HEADING DOWN AROUND THE HAROBOR
THAT’S THE CAPE DISCOVERY AND I WAS LUCKY ENOUGH A FEW YEARS BACK TO HAVE A TOUR OF THAT BOAT
HERE’S US BUMS PARKED AT THE BEACH IN THE ROTARY COVE AREA
With skies beginning to darken to the south I figured we had better head for home just in case it rains. I’m trying to keep that Motorhome clean for as long as I can with the main reason being it is always such a PITA to have to wash it.
CLOUDS ARE BEGINNING TO THICKEN UP
SAW THIS NICE LITTLE ‘ROAD TREK’ ALONG THE WAY AND IT’S OUR FAVORITE COLOR TOO
Haven’t been posting much about what I have been eating this past couple weeks while Kelly’s been away but I can tell you this. Had to pick up two more jars of peanut butter this morning and Thursday night I boiled me up some bacon and eggs complete with onions.
‘HEY DAD I THINK YOU MIGHT HAVE MISSED A CORNER BACK THERE’

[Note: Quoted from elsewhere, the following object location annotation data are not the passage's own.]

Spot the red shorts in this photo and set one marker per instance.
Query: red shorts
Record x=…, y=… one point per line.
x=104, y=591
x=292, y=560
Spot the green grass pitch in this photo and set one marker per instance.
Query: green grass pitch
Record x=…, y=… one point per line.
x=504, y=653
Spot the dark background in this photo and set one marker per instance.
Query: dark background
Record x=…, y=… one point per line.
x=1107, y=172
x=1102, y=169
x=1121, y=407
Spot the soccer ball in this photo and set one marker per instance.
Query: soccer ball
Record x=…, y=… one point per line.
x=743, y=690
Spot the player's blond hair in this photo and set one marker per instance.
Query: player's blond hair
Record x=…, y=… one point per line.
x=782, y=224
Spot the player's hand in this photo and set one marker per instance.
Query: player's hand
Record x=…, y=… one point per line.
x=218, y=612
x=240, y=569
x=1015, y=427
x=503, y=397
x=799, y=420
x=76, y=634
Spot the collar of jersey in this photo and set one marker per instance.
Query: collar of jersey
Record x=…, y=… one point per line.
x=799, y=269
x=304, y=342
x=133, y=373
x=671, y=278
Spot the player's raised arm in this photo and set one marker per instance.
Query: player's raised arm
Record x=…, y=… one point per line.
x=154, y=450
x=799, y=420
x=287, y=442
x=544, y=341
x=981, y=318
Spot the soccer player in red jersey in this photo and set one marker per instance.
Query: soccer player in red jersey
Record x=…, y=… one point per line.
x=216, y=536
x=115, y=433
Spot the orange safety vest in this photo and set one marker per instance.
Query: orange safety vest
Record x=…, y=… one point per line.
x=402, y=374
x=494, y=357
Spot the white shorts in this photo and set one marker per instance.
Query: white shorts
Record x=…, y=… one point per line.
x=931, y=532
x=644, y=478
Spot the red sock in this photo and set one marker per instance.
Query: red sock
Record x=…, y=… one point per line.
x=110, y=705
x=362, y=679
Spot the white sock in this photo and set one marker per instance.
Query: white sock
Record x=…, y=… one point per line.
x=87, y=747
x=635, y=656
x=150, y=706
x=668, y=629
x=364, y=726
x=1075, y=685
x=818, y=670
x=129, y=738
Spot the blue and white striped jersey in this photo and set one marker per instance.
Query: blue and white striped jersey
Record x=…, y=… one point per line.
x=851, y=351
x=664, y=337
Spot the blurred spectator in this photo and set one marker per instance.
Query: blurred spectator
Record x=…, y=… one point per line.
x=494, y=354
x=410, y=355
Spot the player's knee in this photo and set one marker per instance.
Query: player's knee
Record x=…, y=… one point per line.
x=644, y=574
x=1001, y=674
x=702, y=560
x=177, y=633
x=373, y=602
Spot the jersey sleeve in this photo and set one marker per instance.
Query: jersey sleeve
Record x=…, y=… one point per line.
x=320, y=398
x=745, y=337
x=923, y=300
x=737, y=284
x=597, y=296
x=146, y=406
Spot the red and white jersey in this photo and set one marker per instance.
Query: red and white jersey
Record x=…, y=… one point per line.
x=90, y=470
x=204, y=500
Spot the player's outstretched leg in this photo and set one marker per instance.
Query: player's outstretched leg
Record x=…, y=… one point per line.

Thanks for the feedback on that ‘suspect email’ folks. I immediately smashed, crashed, bashed, mashed, and trashed it. I figured any email referring to me as an expert about anything certainly has to be bogus!!
GROANER’S CORNER:(( A student went to his meditation teacher and said, "My meditation is horrible! I feel so distracted, or my legs ache, or I'm constantly falling asleep. It's just horrible!" "It will pass," the teacher said matter-of-factly. A week later, the student came back to his teacher. "My meditation is wonderful! I feel so aware, so peaceful, so alive! It's just wonderful!" "It will pass," the teacher replied matter-of-factly.
A Few Definitions::
ADULT: A person who has stopped growing at both ends and is now growing in the middle.
BEAUTY PARLOR: A place where women curl up and dye.
CANNIBAL: Someone who is fed up with people.
DUST: Mud with the juice squeezed out.
EGOTIST: Someone who is usually me-deep in conversation.
GOSSIP: A person who will never tell a lie if the truth will do more damage.
TOMORROW: One of the greatest labor saving devices of today.
YAWN: An honest opinion openly expressed.
TOOTHACHE: The pain that drives you to extraction.
MOSQUITO: An insect that makes you like flies better.